対してわたしの母親は、わたしのことをさまざまな名前で呼びます。基本的には「みさこ」と名前で呼びますが、弟たちと一緒にいるときは「おねえちゃん」ですし、わたしに子どもが生まれてからは「マミー」と、子どもたちと同じ呼び方をすることが増えました。未だにこそばゆく、慣れることがありません。もしわたしに孫ができて、そのとき母が存命だったとしたら、しわくちゃ顔になったわたしのことを、同じくしわくちゃ顔をした母が「おばあちゃん」とか「グランマ」なんて呼ぶんだろうか?
時とともに変わったり変わらなかったりする日本語の親族呼称。

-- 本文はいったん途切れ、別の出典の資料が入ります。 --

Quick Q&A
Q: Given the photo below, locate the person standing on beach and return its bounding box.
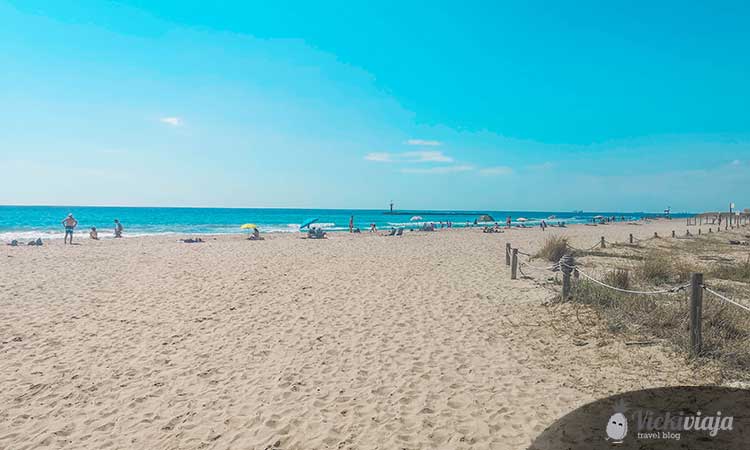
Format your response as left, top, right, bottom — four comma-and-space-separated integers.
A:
62, 213, 78, 245
115, 219, 123, 237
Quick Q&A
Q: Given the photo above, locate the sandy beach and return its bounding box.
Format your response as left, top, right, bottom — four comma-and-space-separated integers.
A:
0, 220, 724, 450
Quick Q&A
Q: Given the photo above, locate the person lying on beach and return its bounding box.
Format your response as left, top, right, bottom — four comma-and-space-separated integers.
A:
62, 213, 78, 244
115, 219, 123, 237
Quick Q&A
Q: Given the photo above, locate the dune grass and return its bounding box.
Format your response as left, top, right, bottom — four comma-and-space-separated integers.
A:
534, 236, 568, 262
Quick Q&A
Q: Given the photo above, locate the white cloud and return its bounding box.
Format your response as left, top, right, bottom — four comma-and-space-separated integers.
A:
402, 151, 453, 162
159, 117, 182, 127
365, 152, 393, 162
406, 139, 443, 147
401, 165, 474, 174
479, 166, 513, 175
529, 161, 555, 170
365, 151, 453, 163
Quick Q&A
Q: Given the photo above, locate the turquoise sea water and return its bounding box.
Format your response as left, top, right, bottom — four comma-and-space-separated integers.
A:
0, 206, 687, 241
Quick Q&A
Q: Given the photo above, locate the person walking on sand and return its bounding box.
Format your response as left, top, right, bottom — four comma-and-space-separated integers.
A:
62, 213, 78, 245
115, 219, 123, 237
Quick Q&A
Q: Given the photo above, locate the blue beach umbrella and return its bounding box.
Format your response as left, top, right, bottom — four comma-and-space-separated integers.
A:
299, 217, 318, 230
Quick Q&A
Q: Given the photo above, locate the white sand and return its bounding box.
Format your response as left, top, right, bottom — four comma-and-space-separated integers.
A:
0, 220, 707, 450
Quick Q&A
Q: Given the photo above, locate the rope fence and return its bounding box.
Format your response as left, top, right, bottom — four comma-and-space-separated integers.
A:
701, 284, 750, 312
506, 221, 750, 355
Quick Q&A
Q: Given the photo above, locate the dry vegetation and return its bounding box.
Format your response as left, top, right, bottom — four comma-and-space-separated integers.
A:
568, 230, 750, 380
534, 236, 568, 262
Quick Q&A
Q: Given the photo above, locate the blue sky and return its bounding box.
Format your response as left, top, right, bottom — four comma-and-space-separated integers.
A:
0, 0, 750, 211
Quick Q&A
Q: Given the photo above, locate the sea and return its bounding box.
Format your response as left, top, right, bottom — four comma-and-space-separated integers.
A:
0, 206, 692, 242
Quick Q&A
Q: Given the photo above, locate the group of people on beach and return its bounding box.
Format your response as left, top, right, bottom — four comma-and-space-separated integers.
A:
62, 213, 124, 244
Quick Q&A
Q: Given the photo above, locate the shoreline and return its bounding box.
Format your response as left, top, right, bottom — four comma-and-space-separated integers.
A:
0, 216, 736, 449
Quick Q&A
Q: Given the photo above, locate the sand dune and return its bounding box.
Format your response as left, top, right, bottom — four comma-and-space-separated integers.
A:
0, 221, 707, 450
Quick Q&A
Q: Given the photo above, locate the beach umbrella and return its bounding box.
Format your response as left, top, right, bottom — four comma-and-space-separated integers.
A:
299, 217, 318, 230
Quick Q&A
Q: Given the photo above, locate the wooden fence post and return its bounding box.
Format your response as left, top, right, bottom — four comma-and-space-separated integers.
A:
690, 273, 703, 356
560, 255, 575, 301
505, 242, 510, 266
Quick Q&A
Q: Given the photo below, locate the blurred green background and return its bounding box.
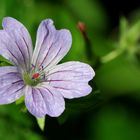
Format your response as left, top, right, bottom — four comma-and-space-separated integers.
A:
0, 0, 140, 140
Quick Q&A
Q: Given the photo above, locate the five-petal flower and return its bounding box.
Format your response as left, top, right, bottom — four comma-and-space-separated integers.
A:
0, 17, 95, 117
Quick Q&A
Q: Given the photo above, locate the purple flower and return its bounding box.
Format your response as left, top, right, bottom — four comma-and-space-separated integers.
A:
0, 17, 95, 117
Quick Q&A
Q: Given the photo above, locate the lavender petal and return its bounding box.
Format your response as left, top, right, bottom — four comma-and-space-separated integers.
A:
25, 86, 65, 117
32, 19, 72, 69
0, 17, 32, 70
0, 66, 24, 104
46, 61, 95, 99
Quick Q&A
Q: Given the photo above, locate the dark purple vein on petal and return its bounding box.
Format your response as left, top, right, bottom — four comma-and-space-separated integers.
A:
35, 22, 50, 65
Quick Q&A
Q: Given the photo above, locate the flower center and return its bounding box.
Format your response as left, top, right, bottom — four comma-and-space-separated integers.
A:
23, 65, 45, 86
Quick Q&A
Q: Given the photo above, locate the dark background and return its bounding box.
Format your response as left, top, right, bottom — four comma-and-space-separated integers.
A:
0, 0, 140, 140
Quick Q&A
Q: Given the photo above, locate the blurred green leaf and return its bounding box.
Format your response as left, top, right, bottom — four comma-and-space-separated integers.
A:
90, 104, 140, 140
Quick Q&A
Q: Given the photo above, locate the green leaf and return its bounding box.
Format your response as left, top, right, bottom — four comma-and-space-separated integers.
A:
36, 117, 45, 131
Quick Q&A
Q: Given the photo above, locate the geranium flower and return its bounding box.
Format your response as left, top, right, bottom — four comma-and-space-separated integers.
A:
0, 17, 95, 117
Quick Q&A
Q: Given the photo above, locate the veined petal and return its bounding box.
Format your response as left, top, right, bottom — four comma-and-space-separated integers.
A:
0, 66, 24, 104
0, 17, 32, 70
25, 85, 65, 117
32, 19, 72, 69
46, 61, 95, 99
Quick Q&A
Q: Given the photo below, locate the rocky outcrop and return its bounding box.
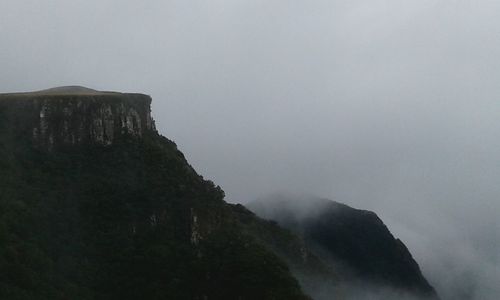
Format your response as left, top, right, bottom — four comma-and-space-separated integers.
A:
0, 88, 155, 151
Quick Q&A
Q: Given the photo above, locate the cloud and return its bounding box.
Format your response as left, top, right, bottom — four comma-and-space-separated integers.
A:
0, 0, 500, 299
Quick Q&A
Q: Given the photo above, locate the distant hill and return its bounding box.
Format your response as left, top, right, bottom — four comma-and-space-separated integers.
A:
248, 196, 437, 299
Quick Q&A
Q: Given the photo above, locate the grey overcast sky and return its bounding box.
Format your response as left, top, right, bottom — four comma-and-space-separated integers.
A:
0, 0, 500, 299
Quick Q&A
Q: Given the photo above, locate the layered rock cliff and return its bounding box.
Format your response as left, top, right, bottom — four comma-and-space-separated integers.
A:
0, 88, 316, 300
0, 89, 155, 151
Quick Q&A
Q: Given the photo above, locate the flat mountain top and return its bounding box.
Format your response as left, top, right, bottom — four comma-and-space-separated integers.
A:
0, 85, 141, 98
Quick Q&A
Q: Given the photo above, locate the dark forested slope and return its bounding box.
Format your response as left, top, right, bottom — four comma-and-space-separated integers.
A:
248, 196, 437, 299
0, 89, 307, 299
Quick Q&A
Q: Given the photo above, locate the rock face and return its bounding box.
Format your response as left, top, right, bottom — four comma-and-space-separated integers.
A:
0, 88, 309, 300
0, 88, 155, 151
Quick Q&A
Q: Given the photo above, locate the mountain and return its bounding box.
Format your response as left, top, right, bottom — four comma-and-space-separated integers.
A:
0, 88, 320, 300
0, 86, 434, 300
248, 196, 437, 299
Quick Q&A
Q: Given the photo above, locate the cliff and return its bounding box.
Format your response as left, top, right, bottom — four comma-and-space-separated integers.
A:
0, 88, 316, 300
0, 88, 155, 151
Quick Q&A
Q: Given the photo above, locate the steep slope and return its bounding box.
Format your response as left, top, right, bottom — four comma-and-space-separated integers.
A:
0, 93, 308, 299
249, 196, 437, 299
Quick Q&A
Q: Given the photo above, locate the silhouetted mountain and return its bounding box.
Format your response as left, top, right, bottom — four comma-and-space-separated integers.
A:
0, 88, 314, 300
248, 196, 437, 298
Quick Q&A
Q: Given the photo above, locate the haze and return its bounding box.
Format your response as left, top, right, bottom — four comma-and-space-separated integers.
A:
0, 0, 500, 299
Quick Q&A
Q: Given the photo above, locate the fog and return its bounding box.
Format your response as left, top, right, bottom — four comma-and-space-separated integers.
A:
0, 0, 500, 299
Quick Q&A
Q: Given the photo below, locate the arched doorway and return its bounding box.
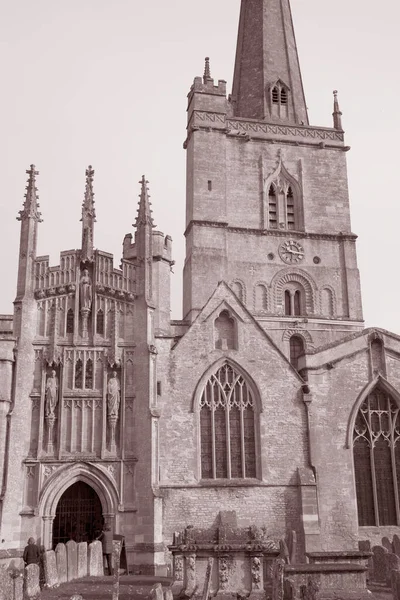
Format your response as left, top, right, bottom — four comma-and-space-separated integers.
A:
53, 481, 103, 548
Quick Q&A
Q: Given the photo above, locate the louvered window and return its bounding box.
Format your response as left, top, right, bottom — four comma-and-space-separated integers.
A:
354, 389, 400, 526
200, 364, 256, 479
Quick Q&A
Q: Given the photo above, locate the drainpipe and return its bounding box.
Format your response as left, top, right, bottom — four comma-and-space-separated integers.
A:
0, 348, 18, 532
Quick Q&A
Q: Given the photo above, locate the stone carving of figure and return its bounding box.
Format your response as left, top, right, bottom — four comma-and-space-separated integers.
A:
45, 370, 58, 417
79, 269, 92, 310
107, 371, 121, 417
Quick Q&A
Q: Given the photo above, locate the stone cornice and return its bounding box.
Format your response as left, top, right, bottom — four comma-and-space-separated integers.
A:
184, 110, 349, 151
185, 220, 357, 242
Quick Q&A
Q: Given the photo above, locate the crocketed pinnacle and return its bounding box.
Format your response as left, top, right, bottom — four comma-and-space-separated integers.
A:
203, 56, 212, 83
232, 0, 308, 125
332, 90, 343, 130
82, 165, 96, 220
135, 175, 155, 227
17, 165, 42, 223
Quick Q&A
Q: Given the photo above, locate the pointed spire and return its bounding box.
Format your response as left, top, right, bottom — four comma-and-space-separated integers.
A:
332, 90, 343, 131
232, 0, 308, 125
203, 56, 212, 83
81, 165, 96, 262
135, 175, 155, 227
17, 165, 42, 223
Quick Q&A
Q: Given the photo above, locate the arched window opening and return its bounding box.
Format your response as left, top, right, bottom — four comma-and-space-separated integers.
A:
286, 186, 296, 229
67, 308, 74, 333
85, 358, 93, 390
231, 281, 244, 302
268, 185, 278, 229
200, 364, 257, 479
284, 284, 304, 317
215, 310, 236, 350
353, 389, 400, 526
289, 335, 304, 371
96, 308, 104, 335
75, 358, 83, 390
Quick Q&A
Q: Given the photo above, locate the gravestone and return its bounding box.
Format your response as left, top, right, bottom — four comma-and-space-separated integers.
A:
88, 540, 104, 577
43, 550, 59, 588
150, 583, 164, 600
382, 536, 393, 552
56, 544, 68, 583
202, 558, 214, 600
24, 565, 40, 600
385, 552, 400, 587
393, 533, 400, 556
78, 542, 88, 579
65, 540, 78, 581
372, 546, 388, 583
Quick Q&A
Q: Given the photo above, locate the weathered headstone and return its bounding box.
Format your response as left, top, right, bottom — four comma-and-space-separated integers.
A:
382, 536, 393, 552
43, 550, 59, 588
112, 540, 122, 600
55, 544, 68, 583
78, 542, 88, 579
24, 565, 40, 600
372, 546, 388, 582
88, 540, 104, 577
150, 583, 164, 600
393, 533, 400, 556
65, 540, 78, 581
272, 558, 285, 600
385, 552, 400, 587
202, 557, 214, 600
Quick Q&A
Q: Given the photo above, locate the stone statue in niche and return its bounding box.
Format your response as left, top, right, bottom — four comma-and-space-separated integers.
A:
107, 371, 121, 418
79, 269, 92, 310
44, 369, 58, 454
107, 371, 121, 454
44, 369, 58, 417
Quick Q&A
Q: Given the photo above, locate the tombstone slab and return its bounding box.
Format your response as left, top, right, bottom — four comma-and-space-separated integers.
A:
65, 540, 78, 581
372, 546, 388, 583
88, 540, 104, 577
55, 544, 68, 583
393, 533, 400, 556
78, 542, 88, 579
24, 565, 40, 600
43, 550, 59, 588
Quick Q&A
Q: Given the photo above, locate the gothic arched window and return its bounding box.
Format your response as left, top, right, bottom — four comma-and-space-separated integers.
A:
67, 308, 74, 333
96, 308, 104, 335
353, 388, 400, 527
289, 335, 304, 371
200, 363, 257, 479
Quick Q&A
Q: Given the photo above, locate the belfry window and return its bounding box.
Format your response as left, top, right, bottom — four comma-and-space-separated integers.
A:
289, 335, 304, 371
284, 287, 303, 317
353, 388, 400, 527
200, 363, 256, 479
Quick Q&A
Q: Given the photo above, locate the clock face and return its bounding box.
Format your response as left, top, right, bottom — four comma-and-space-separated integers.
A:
279, 240, 304, 265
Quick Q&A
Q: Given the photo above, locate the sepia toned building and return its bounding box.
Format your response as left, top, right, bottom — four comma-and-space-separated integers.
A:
0, 0, 400, 573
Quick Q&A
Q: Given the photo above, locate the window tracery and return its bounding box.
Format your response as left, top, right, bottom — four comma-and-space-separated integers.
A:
353, 388, 400, 526
200, 363, 256, 479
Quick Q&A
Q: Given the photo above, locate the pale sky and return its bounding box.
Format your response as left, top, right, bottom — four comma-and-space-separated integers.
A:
0, 0, 400, 334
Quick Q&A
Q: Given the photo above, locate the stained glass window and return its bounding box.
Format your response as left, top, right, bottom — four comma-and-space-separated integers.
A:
354, 389, 400, 526
200, 363, 257, 479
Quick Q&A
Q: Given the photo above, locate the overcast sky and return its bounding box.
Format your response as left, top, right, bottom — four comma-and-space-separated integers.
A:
0, 0, 400, 333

共通しているのは、どんな呼称も他者との関係性のうえに成り立つものだということです。下の子が生まれた途端、上の子は「おにいちゃん・おねえちゃん」と呼ばれ、子どもができた途端、夫婦は「おとうさん・おかあさん」、孫ができたら「おじいちゃん・おばあちゃん」と呼ばれるようになります。おそらく本人自身が自覚するよりもずっと前から、「あなたはこういう立場の者ですよ」と意識させられるのです。そして本人もその呼び名を自称することにより、姉や母としての意識を高めていくのでしょう。基本的に自称はI(アイ)のみで他者からは名前で呼ばれることが多い英語と比べると、日本語は他者の視線を通じて自己を認識する言語だなとしみじみ感じます。